ASSIGNÉE EN RÉFÉRÉ DANS UN CONTENTIEUX QUI L’OPPOSE A DES CLIENTS : La Caisse des dépôts et consignation (Cdc) perd complètement la face




L Caisse des dépôts et consignation (Cdc) a reçu un coup très rude dont elle aura un peu de mal à se remettre. En effet, la structure actuellement gérée par Fadilou Keïta a été condamnée par le juge des référés du Tribunal de Grande instance de Dakar. Dans un contentieux qui l’oppose à Aliou Gning de Afrique Développe Afrique et 19 autres, la Cdc a perdu la face, condamnée à s’exécuter sous astreinte d’un million de francs par jour de retard.
 
 
 
Le juge des référés du Tribunal de Grande Instance de Dakar n’y est pas allé du dos de la cuillère en appliquant la loi contre la Caisse des dépôts et consignation. Dans un contentieux qui oppose la structure étatique à Aliou Gning de Afrique Développe Afrique Suarl et 20 autres, le juge a tranché en faveur des requérants. Ces derniers avaient assigné la Cdc en référé, pour demander au juge d’ordonner à la structure d’achever les travaux de viabilisation du site qu’elle leur avait vendu, de remettre les bornes et de mettre chaque lot de terrain à la disposition du demandeur. Ce, sous astreinte de 20 millions de francs, c’est-à-dire un million de franc par personne. C’est seulement sur ce dernier point que le juge n’a pas répondu favorablement, car il a fixé l’astreinte juste à un million de francs. Cette décision tombe tout de même comme un couperet pour la structure désormais gérée par Fadiou Keïta qui s’est expliquée, en vain.
 
A l’origine : la «Cité Mamelles»
 
Dans cette affaire initiée par Aliou Gning et autres, qui ont assigné en référé la Cdc, les requérants ont expliqué que dans le cadre du projet de la «Cité Mamelles», la Cdc, par le biais de sa filiale dénommée Compagnie générale immobilière du Sahel (Cgis), a signé un contrat de réservation des parcelles viabilisées formées par lots. Ils ont payé le prix de vente devant notaire et ont chacun reçu une attestation de solde et de jouissance. Et certains avaient même commencé à clôturer. Seulement, jusqu’à aujourd’hui, la structure étatique n’a pas fini de viabiliser. Pis, elle a enlevé les bornes et clôturé le site et placé des agents de sécurité sans leur autorisation.
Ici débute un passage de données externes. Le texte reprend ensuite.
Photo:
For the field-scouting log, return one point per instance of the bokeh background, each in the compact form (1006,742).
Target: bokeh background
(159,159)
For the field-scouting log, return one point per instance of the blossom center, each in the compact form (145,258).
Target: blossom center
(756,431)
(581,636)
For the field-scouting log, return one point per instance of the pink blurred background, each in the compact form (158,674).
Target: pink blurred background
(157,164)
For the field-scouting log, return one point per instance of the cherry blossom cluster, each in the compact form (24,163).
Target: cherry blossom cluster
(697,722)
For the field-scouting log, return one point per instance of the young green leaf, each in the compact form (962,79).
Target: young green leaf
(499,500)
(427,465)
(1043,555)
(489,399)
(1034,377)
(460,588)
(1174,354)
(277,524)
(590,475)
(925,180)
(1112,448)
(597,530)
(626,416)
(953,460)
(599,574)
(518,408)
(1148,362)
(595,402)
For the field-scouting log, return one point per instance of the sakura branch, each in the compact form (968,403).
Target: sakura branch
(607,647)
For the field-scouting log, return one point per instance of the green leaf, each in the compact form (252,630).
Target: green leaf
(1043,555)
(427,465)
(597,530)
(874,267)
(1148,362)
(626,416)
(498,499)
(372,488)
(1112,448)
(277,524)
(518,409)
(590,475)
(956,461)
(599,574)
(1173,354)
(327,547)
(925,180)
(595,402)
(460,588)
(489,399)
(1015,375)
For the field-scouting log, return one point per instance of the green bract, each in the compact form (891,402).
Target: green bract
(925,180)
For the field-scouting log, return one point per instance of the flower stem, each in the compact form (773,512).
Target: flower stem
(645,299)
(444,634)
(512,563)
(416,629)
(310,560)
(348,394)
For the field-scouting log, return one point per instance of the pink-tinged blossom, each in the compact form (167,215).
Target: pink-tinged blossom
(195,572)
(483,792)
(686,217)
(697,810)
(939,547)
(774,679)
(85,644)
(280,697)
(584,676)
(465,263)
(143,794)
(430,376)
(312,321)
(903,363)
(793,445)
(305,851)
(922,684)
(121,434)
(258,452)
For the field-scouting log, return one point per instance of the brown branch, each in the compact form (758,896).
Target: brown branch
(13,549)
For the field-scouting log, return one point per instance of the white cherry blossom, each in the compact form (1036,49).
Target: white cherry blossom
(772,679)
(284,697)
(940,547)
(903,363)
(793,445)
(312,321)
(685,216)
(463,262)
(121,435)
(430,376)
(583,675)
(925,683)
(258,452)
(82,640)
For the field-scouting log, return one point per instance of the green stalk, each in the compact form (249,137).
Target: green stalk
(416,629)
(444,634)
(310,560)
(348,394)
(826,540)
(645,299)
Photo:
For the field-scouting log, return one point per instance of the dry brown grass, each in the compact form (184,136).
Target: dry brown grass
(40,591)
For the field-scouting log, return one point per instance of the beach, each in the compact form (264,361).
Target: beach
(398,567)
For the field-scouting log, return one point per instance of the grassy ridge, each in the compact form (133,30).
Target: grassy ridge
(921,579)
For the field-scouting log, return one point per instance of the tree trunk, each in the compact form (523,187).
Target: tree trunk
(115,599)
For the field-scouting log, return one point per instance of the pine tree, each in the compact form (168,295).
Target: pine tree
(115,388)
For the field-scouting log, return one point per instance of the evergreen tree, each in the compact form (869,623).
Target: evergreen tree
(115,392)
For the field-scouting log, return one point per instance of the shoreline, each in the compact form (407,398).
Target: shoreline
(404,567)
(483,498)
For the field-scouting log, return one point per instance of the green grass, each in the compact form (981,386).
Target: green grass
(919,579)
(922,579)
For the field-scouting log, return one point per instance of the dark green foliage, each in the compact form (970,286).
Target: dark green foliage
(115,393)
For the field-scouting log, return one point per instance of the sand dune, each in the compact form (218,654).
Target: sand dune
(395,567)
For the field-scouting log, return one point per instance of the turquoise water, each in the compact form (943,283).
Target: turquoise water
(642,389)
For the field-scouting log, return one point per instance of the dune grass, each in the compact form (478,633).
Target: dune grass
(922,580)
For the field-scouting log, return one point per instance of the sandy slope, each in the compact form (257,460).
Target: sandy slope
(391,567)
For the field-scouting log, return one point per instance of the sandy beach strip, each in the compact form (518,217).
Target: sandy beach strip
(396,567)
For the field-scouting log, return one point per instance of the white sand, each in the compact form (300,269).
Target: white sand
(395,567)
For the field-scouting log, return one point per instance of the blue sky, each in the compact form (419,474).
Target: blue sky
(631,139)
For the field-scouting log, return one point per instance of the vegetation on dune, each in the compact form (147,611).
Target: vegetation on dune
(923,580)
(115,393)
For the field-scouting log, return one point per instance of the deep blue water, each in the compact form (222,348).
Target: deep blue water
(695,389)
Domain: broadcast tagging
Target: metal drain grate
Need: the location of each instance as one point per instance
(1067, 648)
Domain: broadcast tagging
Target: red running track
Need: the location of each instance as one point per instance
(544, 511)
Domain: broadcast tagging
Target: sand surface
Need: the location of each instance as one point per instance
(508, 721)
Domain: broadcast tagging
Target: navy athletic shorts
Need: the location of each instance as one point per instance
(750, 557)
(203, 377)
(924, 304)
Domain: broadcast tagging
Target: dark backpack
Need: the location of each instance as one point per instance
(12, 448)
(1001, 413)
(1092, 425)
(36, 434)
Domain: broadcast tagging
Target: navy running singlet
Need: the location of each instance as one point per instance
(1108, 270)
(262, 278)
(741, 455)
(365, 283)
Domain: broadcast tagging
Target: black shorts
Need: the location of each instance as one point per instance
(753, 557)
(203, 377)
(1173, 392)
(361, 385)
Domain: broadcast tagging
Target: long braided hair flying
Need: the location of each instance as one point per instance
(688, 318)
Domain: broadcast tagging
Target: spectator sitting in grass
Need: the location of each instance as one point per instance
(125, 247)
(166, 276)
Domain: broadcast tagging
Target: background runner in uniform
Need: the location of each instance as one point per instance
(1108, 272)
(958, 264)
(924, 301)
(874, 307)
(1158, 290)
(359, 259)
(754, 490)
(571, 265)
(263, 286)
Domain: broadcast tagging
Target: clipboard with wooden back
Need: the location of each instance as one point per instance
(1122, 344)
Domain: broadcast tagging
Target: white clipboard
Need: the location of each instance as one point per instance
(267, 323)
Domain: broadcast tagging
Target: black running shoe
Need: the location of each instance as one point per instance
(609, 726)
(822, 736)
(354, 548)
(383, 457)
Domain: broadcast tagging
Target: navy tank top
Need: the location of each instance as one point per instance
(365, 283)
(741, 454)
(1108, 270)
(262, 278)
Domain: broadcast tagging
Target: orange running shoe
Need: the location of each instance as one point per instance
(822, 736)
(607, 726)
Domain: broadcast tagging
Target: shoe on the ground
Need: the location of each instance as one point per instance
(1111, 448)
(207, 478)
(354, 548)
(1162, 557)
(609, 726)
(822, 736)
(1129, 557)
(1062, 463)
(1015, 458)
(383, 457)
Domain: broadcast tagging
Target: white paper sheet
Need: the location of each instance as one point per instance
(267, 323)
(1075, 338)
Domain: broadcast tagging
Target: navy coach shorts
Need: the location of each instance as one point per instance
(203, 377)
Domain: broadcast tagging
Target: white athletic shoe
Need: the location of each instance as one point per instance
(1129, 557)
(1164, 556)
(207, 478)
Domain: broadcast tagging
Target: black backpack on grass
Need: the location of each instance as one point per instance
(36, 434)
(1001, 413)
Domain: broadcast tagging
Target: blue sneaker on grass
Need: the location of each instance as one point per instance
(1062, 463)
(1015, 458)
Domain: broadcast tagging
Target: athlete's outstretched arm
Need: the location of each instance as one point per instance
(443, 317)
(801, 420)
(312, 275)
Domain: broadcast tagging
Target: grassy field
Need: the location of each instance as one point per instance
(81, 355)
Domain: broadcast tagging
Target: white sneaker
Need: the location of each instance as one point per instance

Motif évoqué, une lettre du 30 septembre 2024 de la Direction des Domaines qui suspendrait toute formalité immobilière en raison d’une mission de l’Inspection générale d’Etat (Ige) sur les opérations d’acquisition et de vente des terrains appartenant à la Cdc. Cet argument ne tient pas la route selon les requérants.
 
Enorme retard
 
Agissant sur ordre et pour le compte de Aliou Gning et ses camarades, Me Demba Ciré Bathily a balayé d’un revers de main les explications de la structure étatique. D’abord, pour la robe noire, la lettre ne concerne que l’administration des domaines et non la Cdc à qui il est demandé de ménager des sites déjà vendu et dont le prix de vente a été intégralement versé. Il précise également que l’achèvement des travaux de viabilisation (terrassement, réseaux, voirie et bornage) constitue un acte matériel et non une formalité administrative ou juridique de transfert de propriété. Mais, il y a mieux, souligne la robe noire : la date prévisionnelle de livraison des parcelles viabilisées était d’ailleurs fixée conformément aux stipulations des contrats de réservations, à la date du 30 juin 2021, pour certains, et celle du 30 décembre 2023 pour d’autres. Ce, entre autres arguments développés par l’avocat des requérants.
Le cabinet Me Houda et Associés a voulu démonter l’argumentaire en soutenant que la Direction des Domaines par cette lettre a suspendu toute mesure et les formalités sur les propriétés immobilières de la Cdc ; et la demande de viabilisation des terrains fait l’objet de cet obstacle majeur, contrairement à ce qu’a voulu faire croire l‘avocat des requérants. L’avocat de la Cdc n’a pas développé sur la date de livraison de la viabilisation déjà dépassée. Tout compte fait, le juge a tranché au profit des requérants.